The Final Days Are Here Again

A "new world order' as prelude to "rapture'

Now that the war in the gulf is over, what excites practitioners of Biblical prophecy is what will happen next. For fundamentalists and other Christians who believe the last days are at hand, President Bush's call for a "new world order" is far more portentous than was Saddam Hussein's hapless military threat. As these scriptural soothsayers decode the Bible's apocalyptic passages, the end-times will begin when the major powers form a world-wide coalition that will force a peace settlement on the state of Israel. This will set the stage for the rise of the murderous anti-Christ as a global dictator. Only then will the Biblical Battle of Armageddon take place, followed by the triumphant Second Coming of Christ. "We're on the march to Armageddon," says televangelist Jack Van Impe, a self-styled "Walking Bible" from Detroit. "I just can't believe that I've preached this all my life and that I've lived to see thee things happening."
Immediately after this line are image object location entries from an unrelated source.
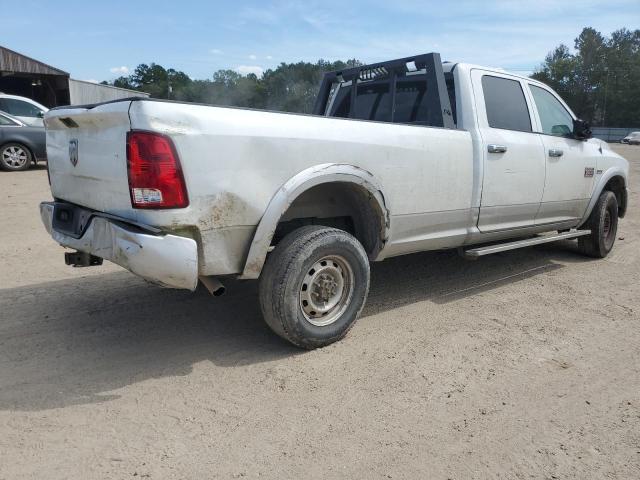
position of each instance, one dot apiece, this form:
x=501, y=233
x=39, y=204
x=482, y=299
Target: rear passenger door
x=513, y=155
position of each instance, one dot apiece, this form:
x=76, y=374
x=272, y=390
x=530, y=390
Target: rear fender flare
x=292, y=189
x=597, y=191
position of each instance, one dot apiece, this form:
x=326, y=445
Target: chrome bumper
x=167, y=260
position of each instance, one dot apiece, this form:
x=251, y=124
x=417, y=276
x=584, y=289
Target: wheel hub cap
x=326, y=290
x=14, y=156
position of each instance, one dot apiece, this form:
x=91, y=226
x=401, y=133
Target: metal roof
x=11, y=61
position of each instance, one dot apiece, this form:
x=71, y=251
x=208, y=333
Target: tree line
x=599, y=80
x=291, y=87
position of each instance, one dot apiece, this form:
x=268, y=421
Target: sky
x=102, y=40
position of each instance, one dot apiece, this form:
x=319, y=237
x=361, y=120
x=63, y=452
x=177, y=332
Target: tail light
x=155, y=174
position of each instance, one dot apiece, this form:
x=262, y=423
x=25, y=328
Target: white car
x=400, y=157
x=632, y=139
x=23, y=108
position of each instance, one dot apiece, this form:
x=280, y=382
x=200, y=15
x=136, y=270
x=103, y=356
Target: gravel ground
x=524, y=364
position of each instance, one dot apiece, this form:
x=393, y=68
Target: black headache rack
x=427, y=66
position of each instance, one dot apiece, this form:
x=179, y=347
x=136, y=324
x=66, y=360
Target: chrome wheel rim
x=14, y=156
x=326, y=290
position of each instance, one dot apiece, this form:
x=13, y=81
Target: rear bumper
x=167, y=260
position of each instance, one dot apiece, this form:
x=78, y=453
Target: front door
x=571, y=163
x=514, y=160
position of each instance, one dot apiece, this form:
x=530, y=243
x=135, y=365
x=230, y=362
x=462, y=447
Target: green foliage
x=290, y=87
x=600, y=80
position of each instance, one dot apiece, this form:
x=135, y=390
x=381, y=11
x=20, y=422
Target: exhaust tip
x=213, y=285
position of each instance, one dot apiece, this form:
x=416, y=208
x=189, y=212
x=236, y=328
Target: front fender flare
x=292, y=189
x=604, y=179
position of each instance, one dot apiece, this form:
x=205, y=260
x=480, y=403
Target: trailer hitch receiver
x=81, y=259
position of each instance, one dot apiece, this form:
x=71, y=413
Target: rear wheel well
x=344, y=205
x=617, y=187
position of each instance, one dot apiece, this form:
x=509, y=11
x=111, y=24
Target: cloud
x=247, y=69
x=120, y=70
x=266, y=16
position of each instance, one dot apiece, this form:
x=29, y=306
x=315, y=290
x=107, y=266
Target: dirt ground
x=521, y=365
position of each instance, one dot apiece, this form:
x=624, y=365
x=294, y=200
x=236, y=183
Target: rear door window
x=505, y=104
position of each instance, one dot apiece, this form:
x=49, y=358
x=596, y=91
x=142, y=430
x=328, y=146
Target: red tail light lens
x=155, y=174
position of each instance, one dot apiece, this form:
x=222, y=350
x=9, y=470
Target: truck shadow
x=72, y=341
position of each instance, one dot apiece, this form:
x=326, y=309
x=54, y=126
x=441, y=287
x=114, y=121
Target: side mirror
x=581, y=129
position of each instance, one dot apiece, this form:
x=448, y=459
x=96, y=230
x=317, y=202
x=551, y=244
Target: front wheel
x=15, y=157
x=603, y=223
x=314, y=285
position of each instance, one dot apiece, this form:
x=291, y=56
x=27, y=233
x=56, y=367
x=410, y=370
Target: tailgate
x=86, y=152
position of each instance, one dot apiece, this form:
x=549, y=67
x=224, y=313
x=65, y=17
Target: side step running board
x=474, y=253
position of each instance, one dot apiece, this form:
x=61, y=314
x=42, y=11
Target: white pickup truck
x=399, y=157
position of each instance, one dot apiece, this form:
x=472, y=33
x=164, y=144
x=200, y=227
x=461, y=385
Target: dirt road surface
x=521, y=365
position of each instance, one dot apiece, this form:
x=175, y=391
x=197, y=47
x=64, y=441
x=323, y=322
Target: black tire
x=308, y=264
x=603, y=223
x=15, y=157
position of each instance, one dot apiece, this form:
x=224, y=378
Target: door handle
x=555, y=152
x=493, y=148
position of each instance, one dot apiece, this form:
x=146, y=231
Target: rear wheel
x=314, y=285
x=14, y=157
x=603, y=223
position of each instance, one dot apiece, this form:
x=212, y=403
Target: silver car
x=21, y=145
x=632, y=139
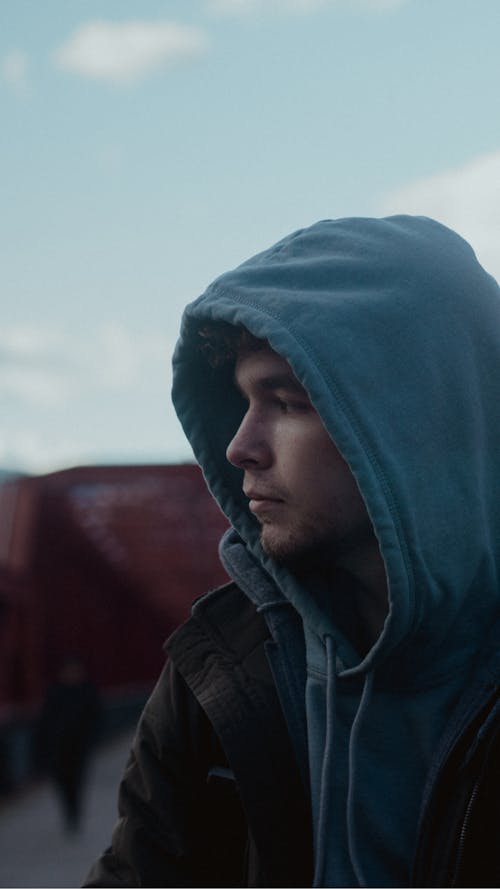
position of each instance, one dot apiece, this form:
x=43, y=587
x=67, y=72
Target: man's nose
x=249, y=446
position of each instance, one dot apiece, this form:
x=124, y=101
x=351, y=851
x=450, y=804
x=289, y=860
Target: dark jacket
x=212, y=795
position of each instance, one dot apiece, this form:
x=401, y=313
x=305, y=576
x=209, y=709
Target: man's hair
x=221, y=343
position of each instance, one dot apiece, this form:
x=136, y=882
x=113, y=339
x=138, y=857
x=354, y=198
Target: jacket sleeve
x=161, y=836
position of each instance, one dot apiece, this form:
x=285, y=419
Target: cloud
x=72, y=398
x=123, y=52
x=14, y=68
x=247, y=7
x=467, y=198
x=49, y=367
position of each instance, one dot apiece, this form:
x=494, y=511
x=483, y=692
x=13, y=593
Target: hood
x=392, y=327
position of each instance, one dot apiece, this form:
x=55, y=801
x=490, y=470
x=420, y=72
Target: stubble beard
x=313, y=542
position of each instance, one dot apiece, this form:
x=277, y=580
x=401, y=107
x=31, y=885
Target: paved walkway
x=34, y=851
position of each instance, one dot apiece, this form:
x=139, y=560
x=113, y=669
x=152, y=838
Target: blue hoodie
x=393, y=328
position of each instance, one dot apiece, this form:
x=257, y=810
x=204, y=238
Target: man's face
x=300, y=488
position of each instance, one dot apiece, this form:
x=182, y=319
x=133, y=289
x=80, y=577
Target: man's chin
x=282, y=546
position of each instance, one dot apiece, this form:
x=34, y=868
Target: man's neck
x=357, y=583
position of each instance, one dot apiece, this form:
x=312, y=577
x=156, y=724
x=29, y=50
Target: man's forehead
x=266, y=368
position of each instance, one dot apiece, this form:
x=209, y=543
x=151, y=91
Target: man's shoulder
x=223, y=620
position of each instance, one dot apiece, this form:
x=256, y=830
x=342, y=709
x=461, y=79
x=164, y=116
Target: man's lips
x=261, y=501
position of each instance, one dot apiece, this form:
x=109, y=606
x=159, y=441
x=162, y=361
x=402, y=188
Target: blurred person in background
x=66, y=733
x=331, y=717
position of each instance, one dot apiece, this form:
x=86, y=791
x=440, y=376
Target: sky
x=146, y=147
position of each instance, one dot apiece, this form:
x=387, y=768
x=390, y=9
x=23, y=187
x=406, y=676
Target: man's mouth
x=260, y=502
Jesus, of course, warned that "you know not the day or the hour" of his return. And for orthodox Scripture scholars, treating the Bible like tea leaves is no way to get at the truth. Nonetheless, since Iraq's invasion of Kuwait last August, evangelical Christian publishers have rushed more than a dozen prophecy volumes into print, and at least a dozen more are on the way. One paperback alone--"Armageddon, Oil and the Middle East Crisis," by John F. Walvoord of Dallas Theological Seminary--has sold over a million copies in the last two months, including 300,000 that were given away as premiums by evangelist Billy Graham. Not to be outprofited, television broadcaster Pat Robertson, the movement's Alvin Toffler, is competing with "The New Millennium" (250,000 copies in print), in which he warns that Bush's new world order could turn into a "counterfeit millennium" under a hellish one-world government. Even singer Johnny Cash has jumped on the prophecy bandwagon with "Goin' by the Book," an enthusiastic country ballad linking the gulf crisis to Armageddon.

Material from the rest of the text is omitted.